Ein weiterer Schwerpunkt galt der Geschichte der Seidenweberei. Seit der Erfindung eines mit Lochkarten gesteuerten Webstuhls durch Joseph-Marie Jacquard 1805 hallte im Viertel der Seidenweber das Klappern und Rattern der Webstühle wider, von denen die schönsten in einem Atelier in Betrieb besichtigt werden konnten. Die Handwerker der Weberinnung der Heimarbeiter bewahren hier die Traditionen und die alte Kunst des Seidewebens.
Danach stand das Wohnviertel der Seidenweber auf dem Programm. Des Weiteren besichtigte die Gruppe das Atelier de Soierie, das sich der für Lyon typischen Seidenmalerei und dem Seidendruck widmet.
Dritter Schwerpunkt waren Architektur und Städtebau. Hier bot sich die Besichtigung des Tony-Garnier-Museums an. Das ungewöhnliche Open-Air-Museum wurde nach einem Architekten benannt. Die Gruppe durchstreifte ein kleines Viertel mit Gebäudekomplexen, dessen Fassaden eine Reihe monumentaler Mauermalereien aufweisen.
Ein Beispiel moderner Stadtplanung ist das künftige Stadtviertel „La Confluence“ (der Zusammenfluss).

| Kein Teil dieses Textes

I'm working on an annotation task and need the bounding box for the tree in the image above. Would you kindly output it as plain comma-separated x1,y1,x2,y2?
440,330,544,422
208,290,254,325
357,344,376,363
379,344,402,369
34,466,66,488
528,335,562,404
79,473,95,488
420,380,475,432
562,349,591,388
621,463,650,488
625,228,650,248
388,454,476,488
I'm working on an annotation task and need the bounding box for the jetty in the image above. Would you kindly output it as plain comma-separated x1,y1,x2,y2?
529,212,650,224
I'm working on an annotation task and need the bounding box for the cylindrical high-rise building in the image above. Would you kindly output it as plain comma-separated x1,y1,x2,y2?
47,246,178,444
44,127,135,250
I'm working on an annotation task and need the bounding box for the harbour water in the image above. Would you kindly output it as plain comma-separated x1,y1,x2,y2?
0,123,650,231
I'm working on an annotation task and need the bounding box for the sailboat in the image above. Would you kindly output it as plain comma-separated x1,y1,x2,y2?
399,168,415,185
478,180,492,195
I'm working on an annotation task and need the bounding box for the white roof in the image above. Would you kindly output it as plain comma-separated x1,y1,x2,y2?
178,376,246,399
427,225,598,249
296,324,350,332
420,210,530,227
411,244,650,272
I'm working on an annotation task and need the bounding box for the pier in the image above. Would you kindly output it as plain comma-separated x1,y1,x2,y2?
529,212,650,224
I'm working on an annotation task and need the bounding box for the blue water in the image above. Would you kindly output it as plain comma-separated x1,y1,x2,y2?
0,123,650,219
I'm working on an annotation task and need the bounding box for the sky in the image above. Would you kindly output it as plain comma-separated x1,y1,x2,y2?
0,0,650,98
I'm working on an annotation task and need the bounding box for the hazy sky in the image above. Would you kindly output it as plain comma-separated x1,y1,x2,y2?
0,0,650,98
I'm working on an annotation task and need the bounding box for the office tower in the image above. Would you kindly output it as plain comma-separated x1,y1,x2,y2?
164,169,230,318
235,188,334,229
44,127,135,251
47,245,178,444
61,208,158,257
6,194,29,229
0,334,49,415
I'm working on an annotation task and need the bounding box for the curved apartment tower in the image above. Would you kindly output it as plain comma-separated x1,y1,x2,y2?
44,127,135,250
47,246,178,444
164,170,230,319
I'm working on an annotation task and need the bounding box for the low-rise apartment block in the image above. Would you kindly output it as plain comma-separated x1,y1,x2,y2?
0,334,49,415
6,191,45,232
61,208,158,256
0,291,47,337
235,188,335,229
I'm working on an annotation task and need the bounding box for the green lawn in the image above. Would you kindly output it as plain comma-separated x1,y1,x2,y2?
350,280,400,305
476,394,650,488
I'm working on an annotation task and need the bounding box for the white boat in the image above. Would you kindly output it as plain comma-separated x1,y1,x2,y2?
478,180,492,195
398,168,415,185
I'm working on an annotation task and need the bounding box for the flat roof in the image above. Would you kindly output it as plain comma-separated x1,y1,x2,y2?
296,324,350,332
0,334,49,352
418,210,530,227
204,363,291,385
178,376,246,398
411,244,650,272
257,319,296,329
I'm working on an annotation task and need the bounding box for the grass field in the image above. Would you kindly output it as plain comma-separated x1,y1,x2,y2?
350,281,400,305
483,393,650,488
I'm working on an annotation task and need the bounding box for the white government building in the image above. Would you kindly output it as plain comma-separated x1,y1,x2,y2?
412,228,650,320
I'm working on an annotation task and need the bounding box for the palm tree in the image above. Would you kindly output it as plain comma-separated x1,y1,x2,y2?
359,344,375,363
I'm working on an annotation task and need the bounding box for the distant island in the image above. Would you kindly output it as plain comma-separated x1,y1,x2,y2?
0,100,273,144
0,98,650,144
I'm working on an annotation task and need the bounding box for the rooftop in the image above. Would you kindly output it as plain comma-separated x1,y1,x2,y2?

Bis 2030 sollen hier auf der dreieckigen Südspitze der Perrache-Halbinsel zwischen Saone und Rhone Wohnen, Arbeiten, Freizeit und Kultur vereinen und Menschen aller Einkommens- und Altersklassen zusammenbringen. Eine Fahrt auf der Saone und Rhone rundete die Stadtbesichtigung von Lyon ab.
Auch das Kennenlernen des Umlandes kam von dem in den Weinbergen gelegenen Hotel im kleinen Dorf Sarcey nordwestlich von Lyon nicht zu kurz. Gen Osten durchstreifte die Gruppe La Dombes, das Land der 1000 Seen, die der Fischzucht dienen und einen erheblichen Teil der Süßwasserfischproduktion Frankreichs decken. Einen Einblick in die Fischverarbeitung vermittelte die Besichtigung einer Fischräucherei mit Verköstigung.

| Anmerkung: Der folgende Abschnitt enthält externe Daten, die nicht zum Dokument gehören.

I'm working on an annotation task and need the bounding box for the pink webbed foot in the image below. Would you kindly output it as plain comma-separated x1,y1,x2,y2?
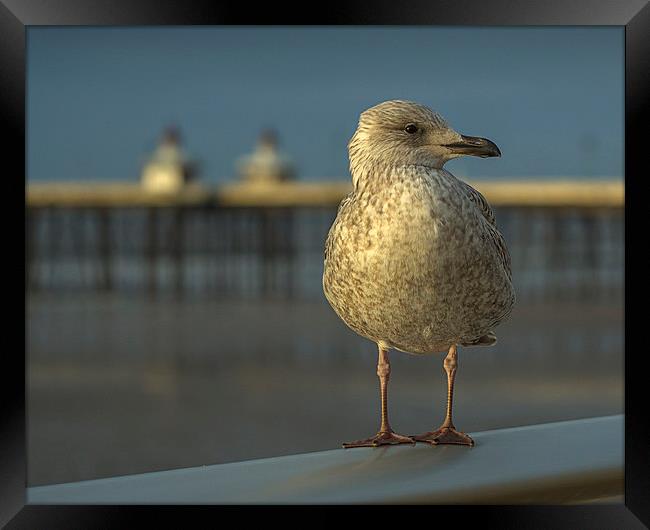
343,431,415,449
413,427,474,447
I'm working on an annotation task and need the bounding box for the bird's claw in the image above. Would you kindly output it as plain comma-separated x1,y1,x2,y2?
343,431,415,449
412,427,474,447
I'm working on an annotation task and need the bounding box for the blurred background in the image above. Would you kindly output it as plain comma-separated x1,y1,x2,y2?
26,26,624,486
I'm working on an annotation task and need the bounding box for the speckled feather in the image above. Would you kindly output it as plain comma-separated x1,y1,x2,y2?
323,101,515,353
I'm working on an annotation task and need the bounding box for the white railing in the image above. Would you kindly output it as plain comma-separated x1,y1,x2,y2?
27,415,623,504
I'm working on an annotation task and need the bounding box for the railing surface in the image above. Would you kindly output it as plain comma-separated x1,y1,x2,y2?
27,415,623,504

Das Rothenburg Frankreichs
Südlich der Dombes liegt Perouges. Die mittelalterliche Stadt wird in manchen Reiseführern auch das Rothenburg ob der Tauber von Frankreich genannt. Ihre Gassen zogen auch die Gerolzhöfer Besucher in ihren Bann. Auch ein Abstecher in die Alpen durfte nicht fehlen: Ziele waren hier der See Bourget, der größte Natursee Frankreichs, Chambery, der Badeort Aix-les-Bains oder die Römerstadt Vienne im Süden von Lyon. Danach erkundete die Gruppe die Weinanbaugebiete der Cote du Rhone und des Beaujolais. Auf vielfältige Weise bekamen die Reiseteilnehmer einen Eindruck von der regionalen Küche und ihren Spezialitäten sowie von den Weinen.

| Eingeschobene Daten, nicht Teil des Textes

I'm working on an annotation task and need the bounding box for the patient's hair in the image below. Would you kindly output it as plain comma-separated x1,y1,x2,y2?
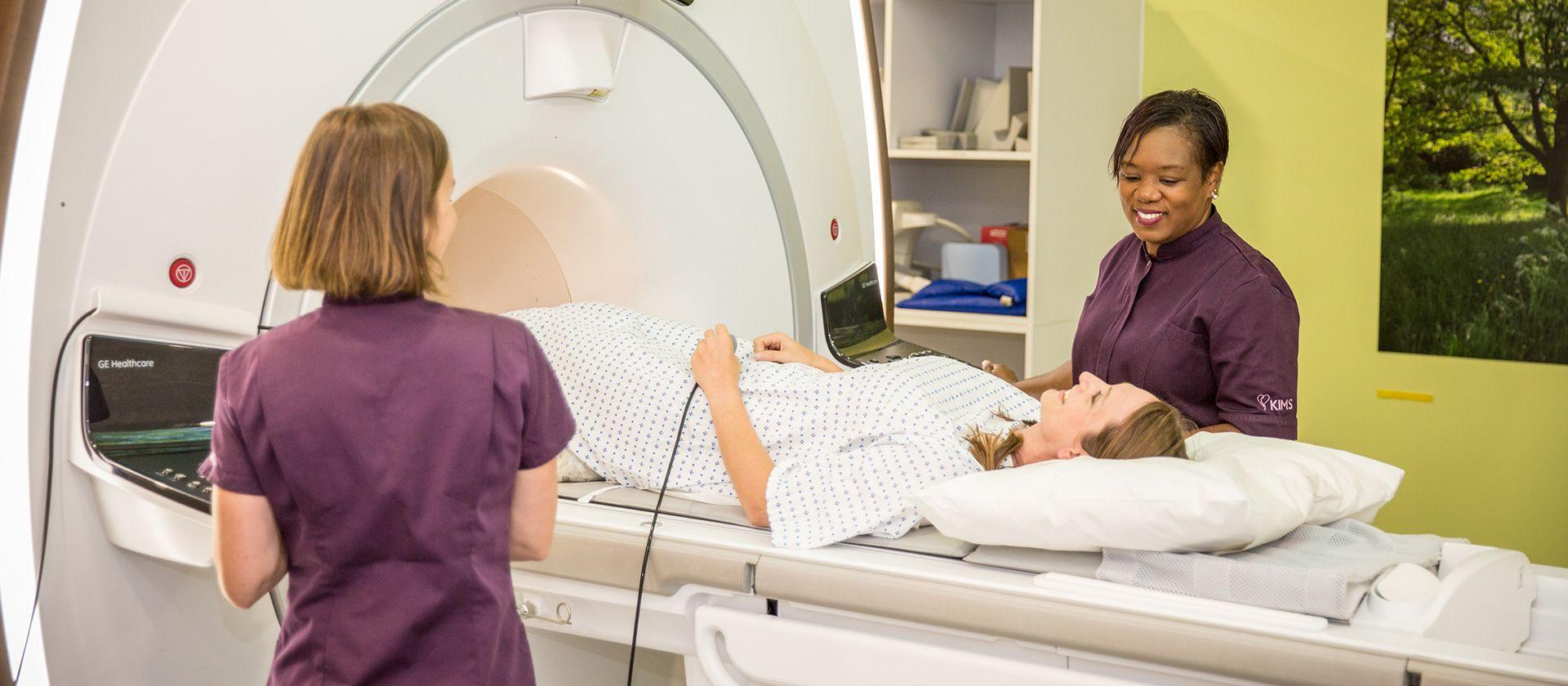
273,104,448,299
1110,87,1231,180
964,401,1196,471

Während es sich anbot, in der Freizeit in einem der kleinen „Bouchons“, den traditionellen, kleinen Lyoner Restaurants, zu essen, lockten auch kleine Märkte mit Spezialitätenständen oder gar die große Markthalle. Zwei Tagesausflüge wurden mit einem Überraschungspicknick im Grünen gekrönt. So überraschte Burkhard Tebbe am Ufer eines Sees die Gruppe mit frisch geräucherten Lachsforellen, Fischpasteten und Lyoner Wurstvariationen. Ein Picknick mit Lyoner Brühwurst in Rotweinsauce als Hauptgang war im Garten eines befreundeten Hoteliers vorbereitet worden.
Für 2015 plant das Partnerschaftskomitee mit Tebbe eine für alle Bürger offene Fahrt nach Paris. 2016 soll dann wieder die traditionelle Zweijahresfahrt stattfinden. Das Ziel steht allerdings noch nicht fest.